Mazen a une vision critique de la société libanaise, une vision qu’il exprime avec humour et beaucoup de talent. Il est conscient des différences de classes et des problèmes liés au sectarisme et cherche, à travers la bande dessinée, à les dépasser. Vu dans cette perspective, ce travail correspond tout à fait aux buts idéologiques de Dar al Adab : de la fraîcheur, du talent, un dialogue créatif qui cherche à démasquer les problèmes de la société libanaise, en critiquant les inégalités sociales et en rejetant cette division intolérable entre les différentes communautés composant cette société.

Par ailleurs, les illustrations sont parfaitement adaptées aux dialogues des personnages : les femmes qui parlent de leur servantes et qui ont subi plusieurs chirurgies plastiques ; les gens des camps palestiniens qui n’ont pas de visage dont on ne lit que les paroles ; les jeunes qui fréquentent les pubs de Gemayzeh et qui ont des têtes de faux intellectuels ; et les Phéniciens qui portent un message non arabisant arborant des costumes et des chapeaux datant d’avant Jésus Christ...

Comment le public a-t-il accueilli cette publication ? Quelles ont été les réactions des lecteurs ?

Le public a accueilli cette publication avec beaucoup d’enthousiasme, d’autant plus que nos lecteurs ont été étonnés de voir que nous en étions l’éditeur.
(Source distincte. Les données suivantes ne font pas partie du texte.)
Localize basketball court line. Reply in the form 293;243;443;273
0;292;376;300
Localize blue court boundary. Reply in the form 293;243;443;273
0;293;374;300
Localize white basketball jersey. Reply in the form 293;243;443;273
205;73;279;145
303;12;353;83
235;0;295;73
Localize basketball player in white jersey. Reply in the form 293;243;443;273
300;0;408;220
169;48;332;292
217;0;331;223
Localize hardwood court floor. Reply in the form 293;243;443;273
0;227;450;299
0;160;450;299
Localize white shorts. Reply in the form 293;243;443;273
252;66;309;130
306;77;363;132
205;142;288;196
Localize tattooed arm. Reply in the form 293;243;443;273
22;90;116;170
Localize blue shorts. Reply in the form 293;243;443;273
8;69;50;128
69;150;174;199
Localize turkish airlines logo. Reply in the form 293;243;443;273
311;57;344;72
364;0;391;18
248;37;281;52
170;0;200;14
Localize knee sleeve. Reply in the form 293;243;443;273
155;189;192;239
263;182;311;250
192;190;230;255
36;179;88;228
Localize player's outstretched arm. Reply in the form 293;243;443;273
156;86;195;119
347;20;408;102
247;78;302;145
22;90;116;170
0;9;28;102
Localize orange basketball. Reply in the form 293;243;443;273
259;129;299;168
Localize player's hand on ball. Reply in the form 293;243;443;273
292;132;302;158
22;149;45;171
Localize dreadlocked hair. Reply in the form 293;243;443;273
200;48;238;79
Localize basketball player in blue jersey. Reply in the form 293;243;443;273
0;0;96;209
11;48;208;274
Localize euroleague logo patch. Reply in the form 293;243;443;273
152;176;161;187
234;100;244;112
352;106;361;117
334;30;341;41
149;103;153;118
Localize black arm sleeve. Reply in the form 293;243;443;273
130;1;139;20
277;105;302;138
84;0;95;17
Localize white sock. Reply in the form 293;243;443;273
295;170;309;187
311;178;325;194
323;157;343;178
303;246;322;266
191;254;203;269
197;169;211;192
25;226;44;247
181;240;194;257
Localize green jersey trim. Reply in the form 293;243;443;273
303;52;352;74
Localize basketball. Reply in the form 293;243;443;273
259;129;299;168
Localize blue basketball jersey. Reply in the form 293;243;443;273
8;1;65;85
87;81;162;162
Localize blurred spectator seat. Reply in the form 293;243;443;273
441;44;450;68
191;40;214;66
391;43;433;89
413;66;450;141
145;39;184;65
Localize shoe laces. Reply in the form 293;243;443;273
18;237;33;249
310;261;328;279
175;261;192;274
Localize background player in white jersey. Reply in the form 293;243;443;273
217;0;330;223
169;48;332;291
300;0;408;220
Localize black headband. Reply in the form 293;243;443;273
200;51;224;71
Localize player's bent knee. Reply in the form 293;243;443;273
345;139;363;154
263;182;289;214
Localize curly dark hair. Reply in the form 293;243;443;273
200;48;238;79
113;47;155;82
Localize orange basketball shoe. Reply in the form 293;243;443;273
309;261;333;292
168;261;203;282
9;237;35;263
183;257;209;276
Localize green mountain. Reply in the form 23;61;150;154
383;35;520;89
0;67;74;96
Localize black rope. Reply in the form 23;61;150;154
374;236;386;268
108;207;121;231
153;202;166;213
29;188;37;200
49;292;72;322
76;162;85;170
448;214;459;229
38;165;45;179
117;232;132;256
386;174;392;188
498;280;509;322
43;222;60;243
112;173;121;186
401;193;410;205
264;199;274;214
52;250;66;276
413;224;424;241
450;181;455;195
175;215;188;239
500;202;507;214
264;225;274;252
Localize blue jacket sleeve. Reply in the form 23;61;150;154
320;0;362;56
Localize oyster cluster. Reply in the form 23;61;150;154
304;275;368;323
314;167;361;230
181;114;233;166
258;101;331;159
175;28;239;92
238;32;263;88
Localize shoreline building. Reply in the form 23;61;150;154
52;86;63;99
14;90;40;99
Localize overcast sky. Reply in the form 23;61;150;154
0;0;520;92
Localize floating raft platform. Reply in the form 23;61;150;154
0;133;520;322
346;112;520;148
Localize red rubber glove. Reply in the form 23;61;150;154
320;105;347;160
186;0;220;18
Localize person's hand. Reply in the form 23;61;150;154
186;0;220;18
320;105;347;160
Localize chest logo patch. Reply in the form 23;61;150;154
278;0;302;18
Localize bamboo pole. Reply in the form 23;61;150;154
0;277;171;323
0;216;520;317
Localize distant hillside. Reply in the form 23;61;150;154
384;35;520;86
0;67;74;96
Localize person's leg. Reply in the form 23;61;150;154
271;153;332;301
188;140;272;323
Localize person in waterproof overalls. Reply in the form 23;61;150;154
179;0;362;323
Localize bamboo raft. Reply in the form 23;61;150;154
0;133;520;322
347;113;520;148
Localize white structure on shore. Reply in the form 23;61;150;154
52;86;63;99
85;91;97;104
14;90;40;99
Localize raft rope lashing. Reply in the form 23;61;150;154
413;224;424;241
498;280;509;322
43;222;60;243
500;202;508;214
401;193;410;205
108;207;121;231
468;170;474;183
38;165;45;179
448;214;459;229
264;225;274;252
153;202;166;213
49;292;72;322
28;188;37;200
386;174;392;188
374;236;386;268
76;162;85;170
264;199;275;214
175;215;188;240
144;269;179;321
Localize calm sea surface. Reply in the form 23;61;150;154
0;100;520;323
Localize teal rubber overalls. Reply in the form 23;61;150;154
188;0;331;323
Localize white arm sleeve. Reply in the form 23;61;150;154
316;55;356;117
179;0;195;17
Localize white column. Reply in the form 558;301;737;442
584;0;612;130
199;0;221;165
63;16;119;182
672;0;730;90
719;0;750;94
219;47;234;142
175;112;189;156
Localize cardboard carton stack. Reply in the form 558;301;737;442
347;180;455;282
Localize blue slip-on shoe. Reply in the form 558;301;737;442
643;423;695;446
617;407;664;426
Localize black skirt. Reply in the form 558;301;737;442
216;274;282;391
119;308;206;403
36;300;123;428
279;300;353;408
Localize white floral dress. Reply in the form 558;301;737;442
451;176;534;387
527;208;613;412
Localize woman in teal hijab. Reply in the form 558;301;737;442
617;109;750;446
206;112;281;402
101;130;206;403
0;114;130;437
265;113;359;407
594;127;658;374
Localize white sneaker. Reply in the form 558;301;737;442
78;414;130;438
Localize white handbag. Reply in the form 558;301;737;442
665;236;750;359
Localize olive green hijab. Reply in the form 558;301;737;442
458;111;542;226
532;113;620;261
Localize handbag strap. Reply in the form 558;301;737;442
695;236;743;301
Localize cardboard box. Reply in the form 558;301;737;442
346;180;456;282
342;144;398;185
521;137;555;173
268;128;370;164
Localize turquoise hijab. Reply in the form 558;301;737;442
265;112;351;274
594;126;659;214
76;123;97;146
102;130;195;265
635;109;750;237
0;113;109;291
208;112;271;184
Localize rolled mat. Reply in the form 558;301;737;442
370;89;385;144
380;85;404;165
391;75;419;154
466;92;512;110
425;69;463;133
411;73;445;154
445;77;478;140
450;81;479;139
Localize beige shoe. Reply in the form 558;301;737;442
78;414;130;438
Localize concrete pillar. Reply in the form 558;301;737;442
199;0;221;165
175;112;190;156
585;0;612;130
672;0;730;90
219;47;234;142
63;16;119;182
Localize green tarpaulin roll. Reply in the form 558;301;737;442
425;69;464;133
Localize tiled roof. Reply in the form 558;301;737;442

N’oublions pas que ces jeunes ont lu leurs écrivains fétiches, comme Elias Khoury, Rabie Jaber et Hanan el Sheikh, grâce à nos publications... Notons enfin que les lecteurs qui ont acheté la bande dessinée de Mazen sont aussi ceux qui sont venus à la séance de dédicace des jeunes auteurs Sahar Mandour et Hilal Chouman...

Cette bande dessinée peut-elle toucher tous les arabophones ou s’adresse-t-elle plus particulièrement aux Libanais ?

Étant donné qu’elle est en dialecte libanais, la majorité des lecteurs sont Libanais. Il y a aussi les Palestiniens et d’autres artistes arabes qui veulent en savoir plus sur les illustrations que sur le texte. Donc, le marché en-dehors du Liban est surtout constitué par les Libanais vivant à l’extérieur et par des artistes arabes.